Defendants have been aware of Plaintiff's contention that it is a citizen of Texas at least since the filing of Plaintiff's Motion to Remand on July 22, 2014. Defendants did not, however, seek leave of Court to conduct any jurisdictional discovery regarding Plaintiff's citizenship. Defendants have had an opportunity to conduct discovery since the filing of the Motion to Remand. The parties submitted their first Status Report on August 8, 2014, and presumably held a Rule 26(f) conference in drafting the Status Report. (R. Doc. 14). Furthermore, a scheduling order has been in place since November 3, 2014. (R. Doc. 27). Finally, the Court has provided Defendants with an opportunity to amend their Notice of Removal and distinctly and affirmatively allege the citizenship of each of Plaintiff's members. Defendants have failed to do so.

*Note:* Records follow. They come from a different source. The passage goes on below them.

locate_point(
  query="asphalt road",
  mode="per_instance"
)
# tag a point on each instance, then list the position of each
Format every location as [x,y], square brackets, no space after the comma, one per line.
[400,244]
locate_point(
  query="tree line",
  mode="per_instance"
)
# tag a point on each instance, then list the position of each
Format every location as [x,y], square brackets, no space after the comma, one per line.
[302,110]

"Federal courts are courts of limited jurisdiction.... It is presumed that a cause lies outside this limited jurisdiction, and the burden of establishing the contrary rests upon the party asserting jurisdiction." Energy Mgmt. Servs., LLC v. City of Alexandria, 739 F.3d 255, 257 (5th Cir. 2014) (quoting Kokkonen v. Guardian Life Ins. Co. of Am., 511 U.S. 375, 377 (1994)). Based on the record, Defendants have not met their burden of establishing complete diversity.

C. Plaintiff's Request for Attorney's Fees

Plaintiff requests that it is entitled to recover from Defendant its attorney's fees incurred in the filing of this Motion to Remand. (R. Doc. 11-1 at 6). Defendants have not specifically opposed the request for attorney's fees.

"An order remanding the case may require payment of just costs and any actual expenses, including attorney fees, incurred as a result of the removal." 28 U.S.C.A. § 1447(c). The award of costs and expenses under § 1447(c) is discretionary and should only be awarded where the removing party "lacked an objectively reasonable basis for seeking removal." Martin v. Franklin Capital Corporation, 546 U.S. 132, 141 (2005). The court must consider the propriety of the removing party's actions at the time of removal, based on an objective view of the legal and factual elements in each particular case, irrespective of the fact that it was ultimately determined that removal was improper. Id.; Avitts v. Amoco Prod. Co., 111 F.3d 30, 32 (5th Cir. 1997), cert. denied, 522 U.S. 977 (1997); Miranti v. Lee, 3 F.3d 925, 928-29 (5th Cir. 1993).

The Court recognizes that there can be difficulty in ascertaining all of the members of a limited liability company, particularly when the petition is silent and the LLC is an opposing party. The publicly available information would not have identified the existence of additional members. Although the Defendants did not identify the citizenship particulars to meet their burden, and despite the apparent decision to abandon their basis of removal based on federal question jurisdiction without any supporting argument, the Court does not recommend the imposition of costs on the basis that Defendants did not have an objectively legal basis for removal based on diversity jurisdiction. Each party shall bear its own costs.

IV. CONCLUSION

Defendants have failed to establish that there is federal question jurisdiction pursuant to 28 U.S.C. § 1331 based upon the Federal Arbitration Act or diversity jurisdiction pursuant to 28 U.S.C. § 1332(a)(1).

RECOMMENDATION

It is the recommendation of the magistrate judge that Plaintiff's Motion to Remand (R. Doc. 11) should be GRANTED, and that this matter be REMANDED to the 19th Judicial District Court, Parish of East Baton Rouge, State of Louisiana.